6 Citations (Scopus)

Abstract

Aim: Vertebrate seed dispersers play an important role in determining the spatial distributions of many plants, yet few studies have examined patterns of dispersal in fragmented rural landscapes. This study investigated the factors that influence the occurrence and density of roadside populations of two vertebratedispersed trees (Brachychiton populneus and Schinus molle) in roadside environments.
Location: Temperate woodland in southern NSW, Australia.
Methods: Generalized linear models (GLMs) were used to investigate the factors that influence the occurrence and density of the study species in roadsides.
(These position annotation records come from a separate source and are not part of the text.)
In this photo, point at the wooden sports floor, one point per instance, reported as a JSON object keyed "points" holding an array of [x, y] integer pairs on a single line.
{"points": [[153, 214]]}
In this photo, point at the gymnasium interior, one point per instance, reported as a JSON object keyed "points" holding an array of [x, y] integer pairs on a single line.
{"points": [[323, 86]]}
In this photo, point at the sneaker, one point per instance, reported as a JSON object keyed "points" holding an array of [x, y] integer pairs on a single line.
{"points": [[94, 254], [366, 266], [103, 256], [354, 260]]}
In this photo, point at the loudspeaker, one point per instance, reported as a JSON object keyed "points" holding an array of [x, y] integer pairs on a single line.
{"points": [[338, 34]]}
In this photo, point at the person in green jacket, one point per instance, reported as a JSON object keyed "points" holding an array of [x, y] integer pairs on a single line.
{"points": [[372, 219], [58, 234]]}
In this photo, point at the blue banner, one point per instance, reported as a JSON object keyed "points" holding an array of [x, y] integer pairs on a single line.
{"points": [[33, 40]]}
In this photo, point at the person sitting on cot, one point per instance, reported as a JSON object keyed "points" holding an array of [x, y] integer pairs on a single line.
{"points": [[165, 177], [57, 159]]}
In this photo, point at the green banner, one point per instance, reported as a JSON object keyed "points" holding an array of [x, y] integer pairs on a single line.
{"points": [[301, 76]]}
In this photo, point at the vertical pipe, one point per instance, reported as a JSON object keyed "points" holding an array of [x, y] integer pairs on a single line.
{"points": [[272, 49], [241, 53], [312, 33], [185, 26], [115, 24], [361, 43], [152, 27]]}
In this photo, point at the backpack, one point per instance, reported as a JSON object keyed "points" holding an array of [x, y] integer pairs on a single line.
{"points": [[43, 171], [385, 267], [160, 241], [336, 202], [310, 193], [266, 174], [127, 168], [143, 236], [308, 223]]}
Akaike’s information criterion (AIC) was used to determine the relative importance of biophysical, disturbance and landscape variables in predictive models for the two species. Results We identified two significant determinants of the occurrence of B. populneus and S. molle populations in roadsides: (1) the presence of large
‘perch’ trees of non-target species (predominately Eucalyptus spp.) in roadsides and (2) distance to nearest paddock tree of each target species. These factors were important for both species, but combined to form a stronger predictive model for S. molle than for B. populneus. Factors influencing population density were less clear, although populations of both species tended to be denser on narrow roads.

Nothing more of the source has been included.